Hi Eric,
I agree it is not easy to get every computer to a satisfactory rating level as their performance varies with each game since each game is unique by itself. But I think you can get pretty close, but it needs the average of several games. What I don't want to do is pick and choose a game or pick and choose a formula depended on a game. All I am doing at the moment is picking any games of that era and there are not that many games pre-1800.
The formulas must be the same for every game that is evaluated. Which is what I have done for these tests.

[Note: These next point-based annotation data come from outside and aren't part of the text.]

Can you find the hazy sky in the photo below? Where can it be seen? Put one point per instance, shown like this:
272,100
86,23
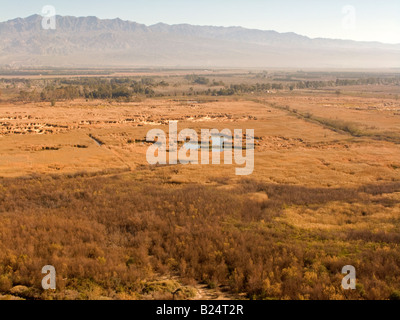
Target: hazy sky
371,20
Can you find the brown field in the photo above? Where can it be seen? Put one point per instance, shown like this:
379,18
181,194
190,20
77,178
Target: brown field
325,193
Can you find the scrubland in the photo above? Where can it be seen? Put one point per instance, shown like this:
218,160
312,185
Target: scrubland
76,191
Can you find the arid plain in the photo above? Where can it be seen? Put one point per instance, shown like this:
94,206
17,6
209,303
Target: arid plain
77,192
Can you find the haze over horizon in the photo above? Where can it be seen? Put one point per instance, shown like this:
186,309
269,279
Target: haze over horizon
348,20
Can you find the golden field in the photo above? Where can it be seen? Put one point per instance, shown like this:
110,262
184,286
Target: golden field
325,193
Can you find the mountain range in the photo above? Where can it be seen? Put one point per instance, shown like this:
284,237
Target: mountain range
93,42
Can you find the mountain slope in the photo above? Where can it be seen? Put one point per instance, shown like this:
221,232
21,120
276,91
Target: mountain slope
92,42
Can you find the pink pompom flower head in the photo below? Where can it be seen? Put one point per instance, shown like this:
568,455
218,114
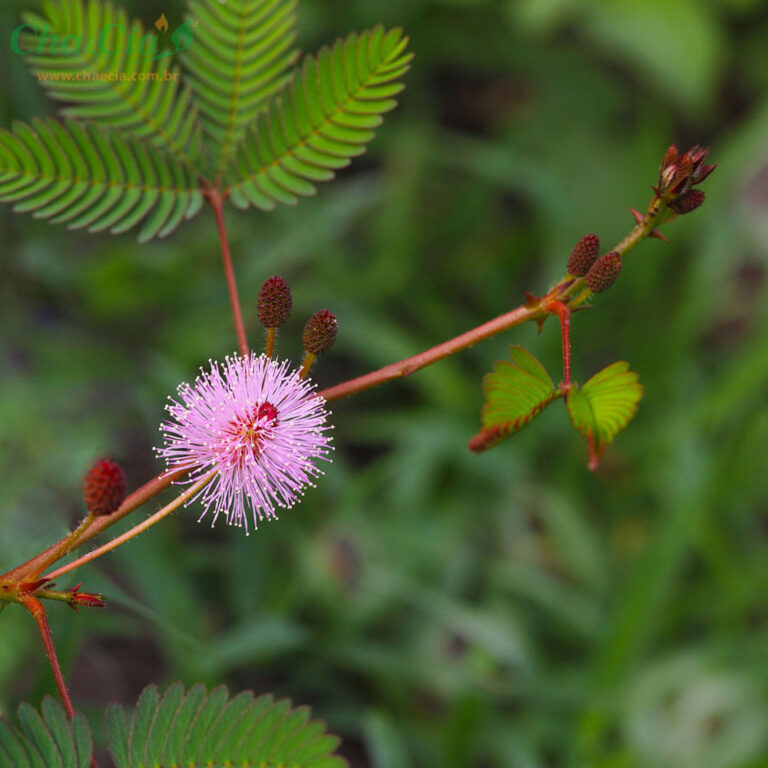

I am in the process of adding 3 more games to the first five and this set of 8 will be called the "Renaissance School" as they are all Philidor and earlier. What really throws the first 5 tests is game 1 where all the weak computers score so highly but I just think there is going to be other games that will have these things happen to computers where they score higher or lower. Therefore, it is having enough tests that should average it all out. But in all these tests you can get a feel of what the computer understands and does not understand so they are I think all valuable and great to compare on a spreadsheet.
In about 3 or 4 weeks I should have more games ready to share. I am also working on the next school as well which of course will be covering the "Romantic School" I am currently while my other laptops are busy doing the games analysis. playing some games on the first test game of the "Romantic School": (Multitasking like crazy here
!)
As you can see from the above test with same conditions as the other 5 tests you have. The low computers score quite correctly but this time it is Mephisto TM Lyon that doesn't like it
The R30 King 2.5 scores again pretty much as expected! Enterprise S a little low too but then as you know in the next game it could be a little high again.
The -15 that I am using is based on a 50% penalty meaning with high rating of 3800 ELO then the penalty is -1900. This of course can be adjusted as well as when the penalty kicks in. Currently I have it set at around a 1.7 pawn loss, which to me is enough to lose a game but since other programs also make losses the -15 penalty seems to balance out at the moment quite well and everyone gets the same penalty including the TM Lyon
But I think in order to make other adjustments we need more test games to understand the averages.
Also, I was pleased to see that USCF finally did some adjustments to allow for weaker players. These fit in nicely with any low scores in these tests:
Senior Master 2400 and up
National Master 2200–2399
Expert 2000–2199
Class A 1800–1999
Class B 1600–1799
Class C 1400–1599
Class D 1200–1399
Class E 1000–1199
Class F 800–999
Class G 600–799
Class H 400–599
Class I 200–399
Class J 100–199
The above should compare nicely with your King test where Fun 0 is suitable for Class J players. Pity that Fide can't do the same unless I missed it. Anyway, I shall be using USCF moving forwards because of the above.
Anyway, Eric I think we should hold back with a final tweaking of penalties etc until we have a few more test games and then we can do final mass tweak.?
Best regards
Nick